Answer
$a)$ $\vec{u}\cdot\vec{v}=5\sqrt{3}$
$b)$ $\theta=30^{\circ}$
Work Step by Step
$\vec{u}=-5\vec{j}$ $,$ $\vec{v}=-\vec{i}-\sqrt{3}\vec{j}$
$a)$
To find $\vec{u}\cdot\vec{v}$, multiply corresponding components and add:
$\vec{u}\cdot\vec{v}=(0)(-1)+(-5)(-\sqrt{3})=5\sqrt{3}$
$b)$
The angle between two vectors is given by the following formula,
$$\theta=\cos^{-1}\dfrac{\vec{u}\cdot\vec{v}}{|\vec{u}||\vec{v}|}$$
where $\vec{u}\cdot\vec{v}$ is the dot product of $\vec{u}$ and $\vec{v}$, and $|\vec{u}|$ and $|\vec{v}|$ are their magnitudes.
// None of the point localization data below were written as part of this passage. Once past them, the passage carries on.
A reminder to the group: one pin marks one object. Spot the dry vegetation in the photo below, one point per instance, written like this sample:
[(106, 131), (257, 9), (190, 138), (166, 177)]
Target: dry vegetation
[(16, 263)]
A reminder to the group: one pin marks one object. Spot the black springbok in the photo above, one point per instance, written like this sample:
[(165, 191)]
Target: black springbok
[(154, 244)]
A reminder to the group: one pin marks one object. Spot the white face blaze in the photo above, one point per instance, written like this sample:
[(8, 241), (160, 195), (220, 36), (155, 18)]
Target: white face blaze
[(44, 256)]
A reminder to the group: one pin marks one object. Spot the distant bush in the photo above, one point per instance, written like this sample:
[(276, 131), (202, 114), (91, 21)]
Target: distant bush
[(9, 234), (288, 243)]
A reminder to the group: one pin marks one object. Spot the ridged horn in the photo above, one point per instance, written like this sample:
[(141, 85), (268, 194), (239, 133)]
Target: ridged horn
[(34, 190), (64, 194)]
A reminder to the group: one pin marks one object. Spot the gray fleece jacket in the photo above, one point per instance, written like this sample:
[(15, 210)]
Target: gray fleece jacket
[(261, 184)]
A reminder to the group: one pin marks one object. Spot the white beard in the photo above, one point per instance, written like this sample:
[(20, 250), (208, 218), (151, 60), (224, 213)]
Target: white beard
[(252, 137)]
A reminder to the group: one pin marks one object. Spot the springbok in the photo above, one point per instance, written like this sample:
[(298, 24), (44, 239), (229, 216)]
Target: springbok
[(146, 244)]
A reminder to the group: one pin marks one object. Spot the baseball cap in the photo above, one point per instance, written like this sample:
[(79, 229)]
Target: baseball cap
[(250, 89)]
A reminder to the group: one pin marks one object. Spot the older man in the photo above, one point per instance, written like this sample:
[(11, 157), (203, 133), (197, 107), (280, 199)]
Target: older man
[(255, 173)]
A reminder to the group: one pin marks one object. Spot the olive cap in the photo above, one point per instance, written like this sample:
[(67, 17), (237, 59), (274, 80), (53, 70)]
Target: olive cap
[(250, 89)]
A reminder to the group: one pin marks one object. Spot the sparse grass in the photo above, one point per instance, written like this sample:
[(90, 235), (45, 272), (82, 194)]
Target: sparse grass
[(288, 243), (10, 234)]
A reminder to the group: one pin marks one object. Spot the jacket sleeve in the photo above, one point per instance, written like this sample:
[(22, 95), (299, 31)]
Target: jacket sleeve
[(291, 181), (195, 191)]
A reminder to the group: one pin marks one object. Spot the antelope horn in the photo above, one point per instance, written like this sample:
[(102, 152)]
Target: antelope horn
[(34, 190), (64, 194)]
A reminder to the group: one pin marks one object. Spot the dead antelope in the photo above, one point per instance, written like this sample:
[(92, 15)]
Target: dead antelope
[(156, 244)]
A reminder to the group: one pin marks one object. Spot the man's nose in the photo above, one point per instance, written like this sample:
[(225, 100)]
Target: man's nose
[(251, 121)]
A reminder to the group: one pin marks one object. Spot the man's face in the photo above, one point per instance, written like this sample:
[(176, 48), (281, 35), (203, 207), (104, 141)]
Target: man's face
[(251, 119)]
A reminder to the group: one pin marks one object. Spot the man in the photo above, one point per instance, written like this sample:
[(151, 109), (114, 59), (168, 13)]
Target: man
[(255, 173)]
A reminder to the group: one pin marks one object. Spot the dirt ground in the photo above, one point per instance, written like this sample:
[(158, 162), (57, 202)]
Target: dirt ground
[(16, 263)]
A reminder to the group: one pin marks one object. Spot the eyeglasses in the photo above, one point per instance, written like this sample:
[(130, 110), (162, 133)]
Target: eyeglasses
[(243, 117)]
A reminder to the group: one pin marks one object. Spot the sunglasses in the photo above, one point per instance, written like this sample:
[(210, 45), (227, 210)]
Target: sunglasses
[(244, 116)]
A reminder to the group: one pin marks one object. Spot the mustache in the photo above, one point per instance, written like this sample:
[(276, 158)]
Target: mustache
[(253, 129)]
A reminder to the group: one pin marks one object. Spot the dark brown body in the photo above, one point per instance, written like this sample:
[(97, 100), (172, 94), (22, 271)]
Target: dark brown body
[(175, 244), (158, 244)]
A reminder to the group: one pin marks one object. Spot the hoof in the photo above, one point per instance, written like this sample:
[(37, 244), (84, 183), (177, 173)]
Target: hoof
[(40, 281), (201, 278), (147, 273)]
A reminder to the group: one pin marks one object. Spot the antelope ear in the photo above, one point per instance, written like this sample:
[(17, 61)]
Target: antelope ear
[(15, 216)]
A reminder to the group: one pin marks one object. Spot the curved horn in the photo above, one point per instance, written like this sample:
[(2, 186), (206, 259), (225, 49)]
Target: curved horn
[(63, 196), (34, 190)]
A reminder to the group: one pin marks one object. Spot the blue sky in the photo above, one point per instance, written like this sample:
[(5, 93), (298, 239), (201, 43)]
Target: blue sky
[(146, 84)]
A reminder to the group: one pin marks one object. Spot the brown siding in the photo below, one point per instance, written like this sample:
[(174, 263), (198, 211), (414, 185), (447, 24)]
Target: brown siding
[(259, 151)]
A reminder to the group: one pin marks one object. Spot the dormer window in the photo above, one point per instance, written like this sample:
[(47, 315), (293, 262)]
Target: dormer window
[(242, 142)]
Find the magnitude of both $\vec{u}$ and $\vec{v}$:
$|\vec{u}|=\sqrt{0^{2}+(-5)^{2}}=\sqrt{25}=5$
$|\vec{v}|=\sqrt{(-1)^{2}+(-\sqrt{3})^{2}}=\sqrt{1+3}=\sqrt{4}=2$
Substitute the known values into the formula and evaluate:
$\theta=\cos^{-1}\dfrac{5\sqrt{3}}{(5)(2)}=\cos^{-1}\dfrac{\sqrt{3}}{2}=30^{\circ}$